TBMM’de basın toplantısı düzenleyen HÜDA PAR Sözcüsü ve Batman Milletvekili Serkan Ramanlı, başta İstanbul Fatih’te yaşanan vahşi cinayetler ve genel olarak gençliğin içinde bulunduğu buhran ile ilgili değerlendirmelerde bulundu.
Gençlerin buhranda olmasını kullanan bazı kesimler olduğuna dikkati çeken Ramanlı, gelecek neslin ihyası için herkesin elini taşın altına koyması gerektiğini belirterek başta hükümet yetkilileri olmak üzere tüm yetkililere çağrıda bulundu.

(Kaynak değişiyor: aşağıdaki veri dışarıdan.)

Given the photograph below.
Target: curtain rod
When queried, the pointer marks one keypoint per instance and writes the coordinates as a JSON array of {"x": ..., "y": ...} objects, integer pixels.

“Geçtiğimiz günlerde İstanbul Fatih'te gerçekleşen ve iki kızımızın vahşice hayattan koparılmasına sebep olan cinayetler, gençliğimizin nasıl bir cenderenin içerisine sürüklendiğini gözler önüne seriyor.” ifadeleriyle sözlerine başlayan Ramanlı, “Pek çok kesim sebeplerini konuşmak istemiyor. Konuşulmasını istemiyor. Hatta konuşulmaması için de bir gayret içerisinde. Ama hakikat, gençliğimizin her geçen gün daha kötü bir seviyede bir ahlaksızlıkla, maneviyatsızlıkla bir çürüme ile karşı karşıya olduğudur. Bu gerçeğe gözlerini kapatanlar, bu gerçeğin sebeplerine dair çözüm önerisi olmayanlar, gözümüzün önünde gençlerimizin eriyip gitmesine maalesef çanak tutuyorlar ve bunun adeta bir sebebi haline dönüşüyorlar.” dedi.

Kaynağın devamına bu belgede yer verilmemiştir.